Les législatives, un enjeu crucial pour La République en Marche et l’ensemble des partis politiques

 

photo L ENJEU DES LEGISLATIVESLes législatives auront lieu les 11 et 18 juin prochain un enjeu électoral indéniable car chaque voix ainsi que chaque député élu rapportera du financement à son parti. Mais une cinquantaine de circonscriptions seront sans candidat LRM ;

Un financement public des partis qui dépend des résultats

Comme l’indique Paris Match, le « bras de fer  législatif est tout autant politique qu’économique ». « Car le financement public des partis dépend de leurs résultats aux législatives »confirme le magazine. Le montant de l’aide financière publique pour le partis politiques est calculé en fonction du nombre de voix ou d’élus obtenus aux élections législatives et aux sénatoriales.
Sachant que l’aide publique est versée annuellement pendant toute la durée de la législature.
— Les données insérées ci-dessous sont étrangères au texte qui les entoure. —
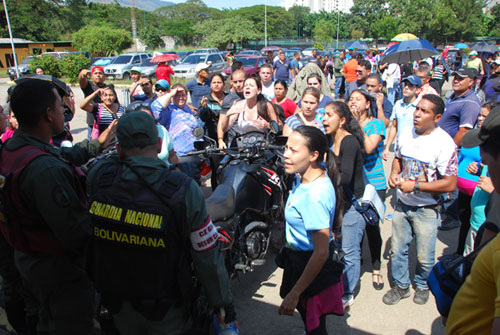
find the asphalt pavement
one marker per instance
(256, 294)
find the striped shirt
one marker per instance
(373, 166)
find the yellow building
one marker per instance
(26, 48)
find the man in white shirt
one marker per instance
(425, 166)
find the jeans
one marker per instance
(449, 211)
(353, 226)
(338, 85)
(423, 223)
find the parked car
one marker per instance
(23, 68)
(186, 68)
(208, 50)
(121, 65)
(251, 64)
(102, 61)
(250, 52)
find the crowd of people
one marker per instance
(336, 146)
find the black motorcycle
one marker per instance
(247, 206)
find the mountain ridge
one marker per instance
(147, 5)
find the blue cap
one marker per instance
(163, 83)
(414, 80)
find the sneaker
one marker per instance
(396, 293)
(421, 296)
(347, 300)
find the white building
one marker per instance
(318, 5)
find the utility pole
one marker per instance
(265, 23)
(338, 22)
(11, 38)
(134, 27)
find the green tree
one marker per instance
(194, 10)
(101, 40)
(151, 36)
(183, 30)
(385, 27)
(220, 33)
(365, 12)
(71, 66)
(323, 31)
(49, 64)
(279, 21)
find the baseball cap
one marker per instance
(163, 84)
(136, 69)
(201, 66)
(136, 123)
(488, 133)
(464, 73)
(414, 80)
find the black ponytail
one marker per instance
(317, 141)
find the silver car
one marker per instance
(120, 67)
(188, 65)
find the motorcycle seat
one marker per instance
(220, 204)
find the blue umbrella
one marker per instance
(408, 51)
(356, 45)
(460, 46)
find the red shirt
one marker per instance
(288, 106)
(163, 71)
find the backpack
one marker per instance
(448, 275)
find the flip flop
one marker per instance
(377, 284)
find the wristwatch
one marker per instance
(416, 188)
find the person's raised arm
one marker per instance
(390, 138)
(371, 142)
(86, 103)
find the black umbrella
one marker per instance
(57, 82)
(484, 47)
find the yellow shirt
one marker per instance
(477, 302)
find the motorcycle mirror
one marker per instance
(274, 127)
(198, 132)
(281, 140)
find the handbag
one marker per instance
(447, 276)
(371, 207)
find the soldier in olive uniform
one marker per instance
(149, 223)
(44, 203)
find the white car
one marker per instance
(186, 68)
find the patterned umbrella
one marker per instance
(403, 37)
(409, 50)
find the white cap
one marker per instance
(201, 66)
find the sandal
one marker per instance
(377, 281)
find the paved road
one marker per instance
(257, 298)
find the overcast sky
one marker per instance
(236, 3)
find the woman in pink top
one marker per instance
(12, 127)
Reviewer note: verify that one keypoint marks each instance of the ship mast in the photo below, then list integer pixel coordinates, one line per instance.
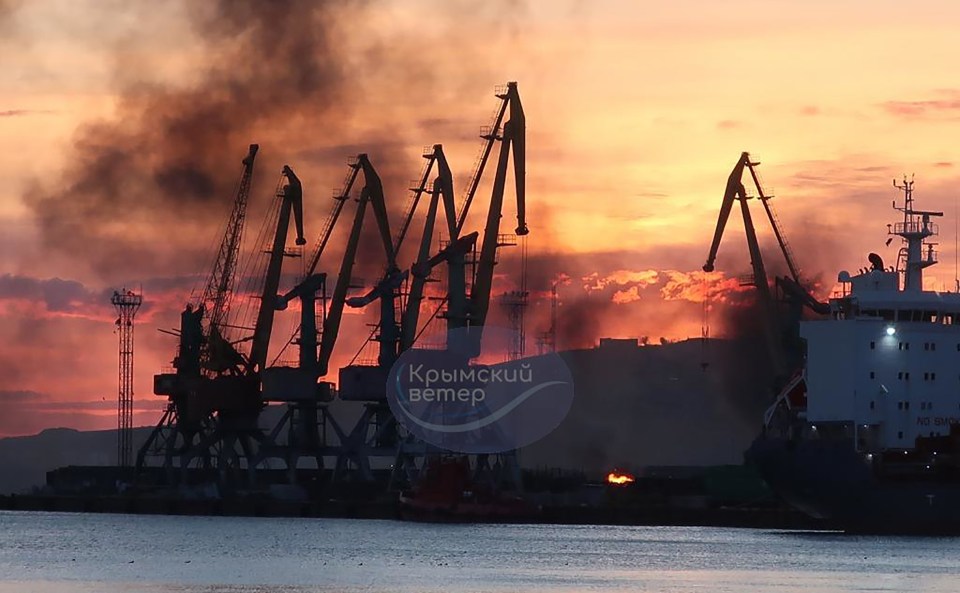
(916, 227)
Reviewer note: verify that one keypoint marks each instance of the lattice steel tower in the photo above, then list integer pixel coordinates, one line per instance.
(127, 303)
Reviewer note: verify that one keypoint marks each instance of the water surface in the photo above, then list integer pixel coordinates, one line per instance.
(67, 552)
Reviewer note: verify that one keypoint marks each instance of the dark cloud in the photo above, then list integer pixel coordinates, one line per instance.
(947, 105)
(57, 295)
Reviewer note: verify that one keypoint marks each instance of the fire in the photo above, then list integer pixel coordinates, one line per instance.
(619, 478)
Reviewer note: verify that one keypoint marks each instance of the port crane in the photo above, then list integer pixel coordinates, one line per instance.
(791, 285)
(215, 392)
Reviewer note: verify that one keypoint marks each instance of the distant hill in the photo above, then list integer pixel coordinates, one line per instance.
(634, 406)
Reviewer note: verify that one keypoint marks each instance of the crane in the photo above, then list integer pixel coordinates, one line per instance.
(292, 200)
(211, 414)
(513, 137)
(372, 194)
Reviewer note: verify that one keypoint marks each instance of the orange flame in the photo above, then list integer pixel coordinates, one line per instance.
(619, 478)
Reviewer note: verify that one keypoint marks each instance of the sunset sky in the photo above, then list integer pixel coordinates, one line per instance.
(636, 112)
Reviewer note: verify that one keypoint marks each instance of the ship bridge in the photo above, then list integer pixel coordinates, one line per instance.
(882, 368)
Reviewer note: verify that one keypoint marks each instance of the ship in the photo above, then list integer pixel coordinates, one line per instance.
(866, 433)
(449, 491)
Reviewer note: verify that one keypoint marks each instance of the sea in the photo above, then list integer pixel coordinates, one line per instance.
(72, 552)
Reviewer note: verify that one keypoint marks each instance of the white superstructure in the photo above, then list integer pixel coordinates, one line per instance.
(887, 360)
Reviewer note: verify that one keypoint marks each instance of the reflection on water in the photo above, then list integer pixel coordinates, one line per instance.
(61, 552)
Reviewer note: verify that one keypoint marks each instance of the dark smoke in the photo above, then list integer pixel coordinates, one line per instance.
(149, 186)
(169, 159)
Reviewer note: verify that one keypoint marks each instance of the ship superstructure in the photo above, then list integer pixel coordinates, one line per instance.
(866, 432)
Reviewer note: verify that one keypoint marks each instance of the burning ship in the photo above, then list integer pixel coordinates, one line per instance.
(866, 432)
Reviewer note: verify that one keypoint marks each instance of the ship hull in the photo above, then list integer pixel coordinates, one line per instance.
(829, 479)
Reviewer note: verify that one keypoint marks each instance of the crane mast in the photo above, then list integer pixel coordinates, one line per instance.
(514, 136)
(735, 191)
(292, 201)
(218, 291)
(372, 194)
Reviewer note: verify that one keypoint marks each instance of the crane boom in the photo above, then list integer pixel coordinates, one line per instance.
(216, 295)
(331, 325)
(291, 200)
(341, 199)
(489, 139)
(736, 191)
(774, 223)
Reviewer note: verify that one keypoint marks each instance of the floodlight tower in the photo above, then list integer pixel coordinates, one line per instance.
(127, 303)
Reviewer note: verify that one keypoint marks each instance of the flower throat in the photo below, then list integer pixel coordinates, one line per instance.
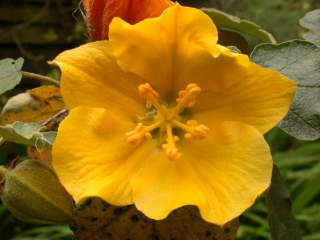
(168, 119)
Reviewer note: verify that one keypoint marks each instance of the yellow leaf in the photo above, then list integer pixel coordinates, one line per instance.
(97, 220)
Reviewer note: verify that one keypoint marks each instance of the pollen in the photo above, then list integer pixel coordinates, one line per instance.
(168, 119)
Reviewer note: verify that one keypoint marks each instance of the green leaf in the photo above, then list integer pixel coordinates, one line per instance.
(28, 134)
(311, 21)
(283, 225)
(10, 74)
(300, 61)
(227, 21)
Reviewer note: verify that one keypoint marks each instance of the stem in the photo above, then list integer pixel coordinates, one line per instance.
(40, 77)
(3, 171)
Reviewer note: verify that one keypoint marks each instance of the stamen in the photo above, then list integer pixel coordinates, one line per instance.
(167, 119)
(151, 97)
(170, 147)
(141, 132)
(194, 130)
(187, 98)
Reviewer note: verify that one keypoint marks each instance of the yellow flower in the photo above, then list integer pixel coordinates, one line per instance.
(162, 116)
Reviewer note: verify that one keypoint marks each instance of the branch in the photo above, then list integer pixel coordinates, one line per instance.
(39, 77)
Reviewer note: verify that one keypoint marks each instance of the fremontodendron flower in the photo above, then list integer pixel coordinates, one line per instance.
(99, 13)
(162, 116)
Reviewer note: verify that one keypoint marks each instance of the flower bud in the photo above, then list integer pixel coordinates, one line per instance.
(99, 13)
(32, 193)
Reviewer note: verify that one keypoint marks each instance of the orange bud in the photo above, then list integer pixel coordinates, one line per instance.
(99, 13)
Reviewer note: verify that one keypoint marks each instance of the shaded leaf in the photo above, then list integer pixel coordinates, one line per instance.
(311, 21)
(300, 61)
(97, 220)
(231, 38)
(28, 134)
(10, 74)
(227, 21)
(35, 105)
(283, 225)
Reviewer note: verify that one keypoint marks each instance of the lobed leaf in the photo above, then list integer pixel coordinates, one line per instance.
(35, 105)
(10, 74)
(28, 134)
(311, 21)
(300, 61)
(227, 21)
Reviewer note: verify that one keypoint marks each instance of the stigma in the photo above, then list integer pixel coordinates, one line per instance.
(168, 119)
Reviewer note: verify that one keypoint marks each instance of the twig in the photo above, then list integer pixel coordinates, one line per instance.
(39, 77)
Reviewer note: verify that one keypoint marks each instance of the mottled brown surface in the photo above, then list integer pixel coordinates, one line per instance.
(97, 220)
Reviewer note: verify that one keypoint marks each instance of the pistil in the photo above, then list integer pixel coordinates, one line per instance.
(168, 119)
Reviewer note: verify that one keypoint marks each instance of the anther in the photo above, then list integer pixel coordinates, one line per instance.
(171, 150)
(140, 133)
(187, 97)
(196, 131)
(148, 93)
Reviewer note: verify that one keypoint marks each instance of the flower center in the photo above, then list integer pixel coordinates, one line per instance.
(168, 119)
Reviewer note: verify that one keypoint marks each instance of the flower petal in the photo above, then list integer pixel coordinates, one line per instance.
(261, 98)
(92, 157)
(177, 48)
(91, 77)
(222, 175)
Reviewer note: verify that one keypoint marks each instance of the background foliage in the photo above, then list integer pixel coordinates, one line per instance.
(40, 29)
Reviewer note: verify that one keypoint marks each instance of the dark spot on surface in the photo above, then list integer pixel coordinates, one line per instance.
(104, 204)
(120, 210)
(134, 218)
(88, 202)
(73, 228)
(109, 235)
(155, 237)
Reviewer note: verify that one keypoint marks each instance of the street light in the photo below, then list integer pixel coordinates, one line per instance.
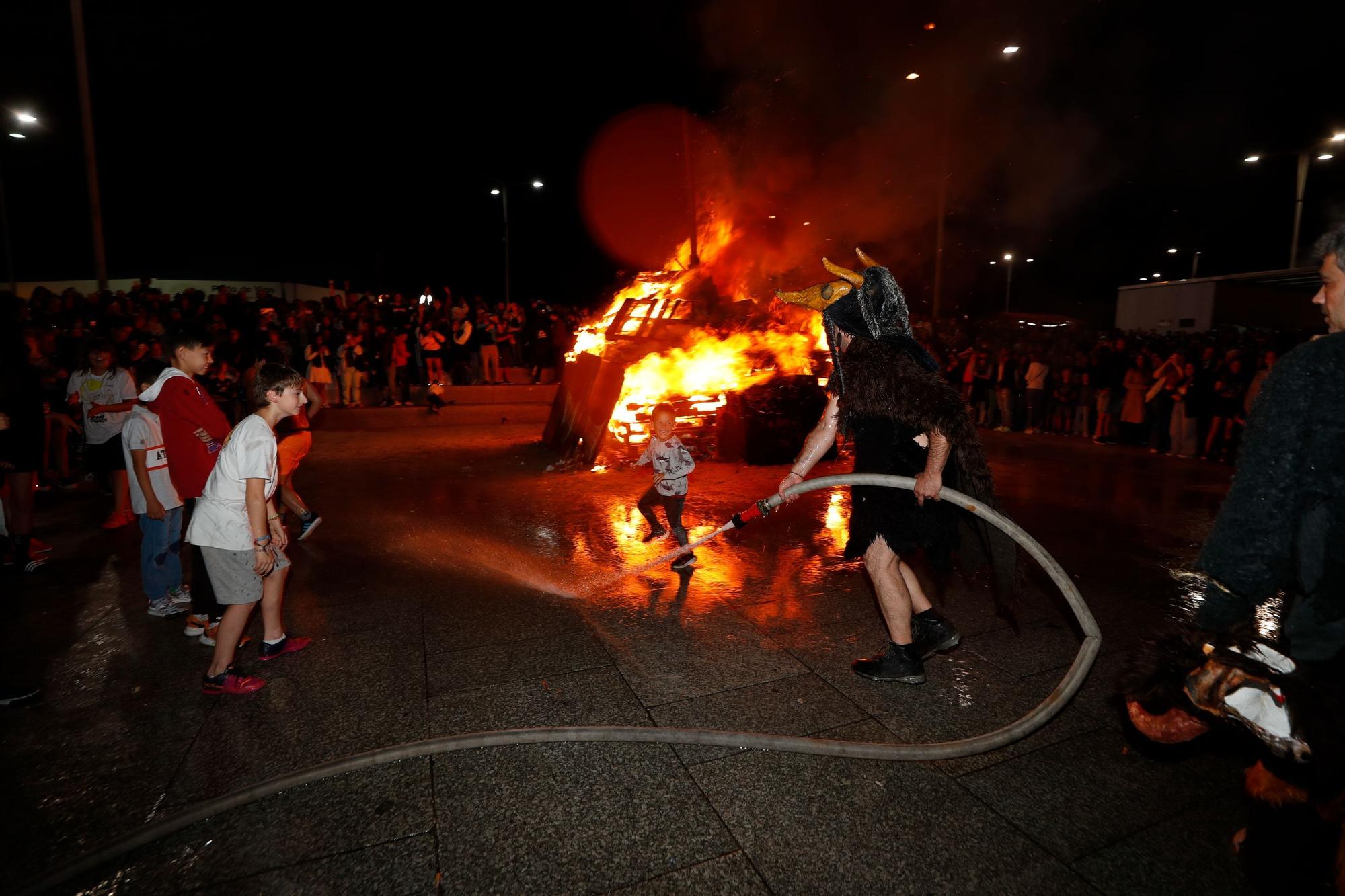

Elle est scindée en deux parties : la première partie correspond au nombre de voix obtenues par les candidats et est attribuée de façon promotionnelle, à condition qu’ils aient obtenu au moins 1 % des suffrages exprimés dans au moins 50 circonscriptions.
L’autre condition est de respecter la parité. Chaque voix rapporte 1,42 euros.
La deuxième partie de cette « aide »correspond aussi au nombre de sièges de parlementaires obtenus » rappelle Paris Match. Pour obtenir le versement de cette deuxième partie, il faut avoir bénéficié du premier versement.
Cette seconde partie est calculée proportionnellement au nombre de parlementaires, députés, et sénateurs qui leur sont rattachés.
Chaque député élu «équivaut à 37.280 euros ». En 2016, le montant de l’aide publique a atteint 63,1 millions d’euros (28,8 millions pour la première partie et 34,3 millions pour la deuxième partie).Le Partie socialiste a obtenu 24,9 millions d’euros, les Républicains 18,6 millions d’euros, le Front national 5,1 millions d’euros, le PCF 2,9 millions d’euros et EELV 2,8 millions d’euros.

Une cinquantaine de circonscriptions sans candidat LRM

Le mouvement d’Emmanuel Macron, la République en Marche assume des « gestes politiques » en faveur de certains candidats de droite et de gauche. Il n’y aura pas de La République en Marche LRM aux législatives de juin dans chacune des 577 circonscriptions
Une liste de 521 noms a été publié mercredi 17 mai par le mouvement d’Emmanuel Macron, mais pouvant encore évoluer, d’ici vendredi, mais laissant une cinquantaine circonscriptions sans candidat. Concernant une vingtaine de circonscriptions d’outre-mer qui sont « gelées », le président de la commission d’investiture, Jean-Paul Delevoye explique qu’il s’agit de particularités locales de financement des partis.
Pour d’autres, « des gestes politiques en faveur d’hommes et de femmes qui traduisent la volonté de construire une offre politique nouvelle, en tenant compte de la sincérité de leur soutien », explique t-il tout en précisant que le premier ministre, dans certains cas, a eu son mot à dire.
Restent quelques cas qui embarrassent la commission d’investiture, entre cinq et dix personnalités « hors critères » définis par LRM qui seront réglés ou récompensées au cas par cas « compte tenu de leur engagement » dans la campagne électorale d’Emmanuel Macron.